Бешено совал рычагами Небесный Тихоход, носясь по узкому крутому переулку, где расположен был магазин, торговавший самым ранним вином – благо движения тут не было вообще, и мог он без опасения за оставшееся туловище воображать, будто бежит на янтарных ногах по зелёному лугу, а от него убегает хорошенькая девушка, которая в отличие от… племянницы не курит, не трёт мелом ордена, а бежит и хохочет, обрамлённая ореолом золотистых волос.
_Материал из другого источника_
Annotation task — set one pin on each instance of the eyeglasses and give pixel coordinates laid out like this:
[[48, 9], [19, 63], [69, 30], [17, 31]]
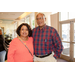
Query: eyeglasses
[[41, 18]]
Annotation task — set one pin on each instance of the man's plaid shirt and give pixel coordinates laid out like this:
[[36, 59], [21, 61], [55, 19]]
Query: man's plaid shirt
[[47, 40]]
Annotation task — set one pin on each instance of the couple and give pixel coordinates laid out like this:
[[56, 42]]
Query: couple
[[43, 44]]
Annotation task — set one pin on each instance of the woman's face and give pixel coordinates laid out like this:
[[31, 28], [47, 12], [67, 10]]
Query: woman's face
[[24, 31]]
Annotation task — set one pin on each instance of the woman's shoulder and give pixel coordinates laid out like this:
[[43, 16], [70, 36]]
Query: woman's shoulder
[[14, 40], [31, 38]]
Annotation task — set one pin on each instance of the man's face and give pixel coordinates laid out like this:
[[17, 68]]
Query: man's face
[[40, 19]]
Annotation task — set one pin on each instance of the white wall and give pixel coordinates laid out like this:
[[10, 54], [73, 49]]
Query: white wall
[[47, 14]]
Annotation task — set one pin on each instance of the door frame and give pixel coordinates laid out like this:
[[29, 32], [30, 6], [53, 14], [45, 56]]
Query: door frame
[[71, 21]]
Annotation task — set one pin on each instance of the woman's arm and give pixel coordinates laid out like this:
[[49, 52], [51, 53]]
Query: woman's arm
[[11, 51]]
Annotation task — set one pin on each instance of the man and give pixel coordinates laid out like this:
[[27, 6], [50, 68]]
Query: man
[[46, 40]]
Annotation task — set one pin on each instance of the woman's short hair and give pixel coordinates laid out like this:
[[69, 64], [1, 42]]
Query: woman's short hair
[[29, 29]]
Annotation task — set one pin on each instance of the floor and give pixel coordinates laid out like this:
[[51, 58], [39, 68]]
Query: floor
[[58, 60], [61, 60]]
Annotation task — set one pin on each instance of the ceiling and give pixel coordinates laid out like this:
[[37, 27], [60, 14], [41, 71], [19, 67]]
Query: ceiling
[[9, 17]]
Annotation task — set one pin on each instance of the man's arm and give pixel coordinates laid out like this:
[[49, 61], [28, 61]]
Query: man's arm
[[57, 43]]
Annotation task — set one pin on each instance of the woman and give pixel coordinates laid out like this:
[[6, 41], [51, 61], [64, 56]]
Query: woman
[[18, 52], [2, 47]]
И его янтарные ноги тоже как бы хохочут.
Вот только девушка бежит как-то чересчур резво, он задыхается, но не сдаётся, – бежит на каменных ногах, которые медово горят в лучах лесного солнца, задыхается, сбивается, падает, ползёт… и подъезжает к крыльцу, где ждут его многие, в том числе я, Ариэль, Михаил Самуэлевич, склеивший рот до голубого шва, Александр, глядящий прямо в солнце… В проём двери бывал направлен в эти минуты отсутствующий взор Небесного Тихохода.
Глядя искоса на него, Ариэль близоруко бормотал:
– Д-д-дурак… В твои-то годы знать надо, что счастье не догнать на инвалидной коляске. Пей-ка лучше… Тихоход. Михаил Самуэлевич сегодня из Отак свежее вино получил.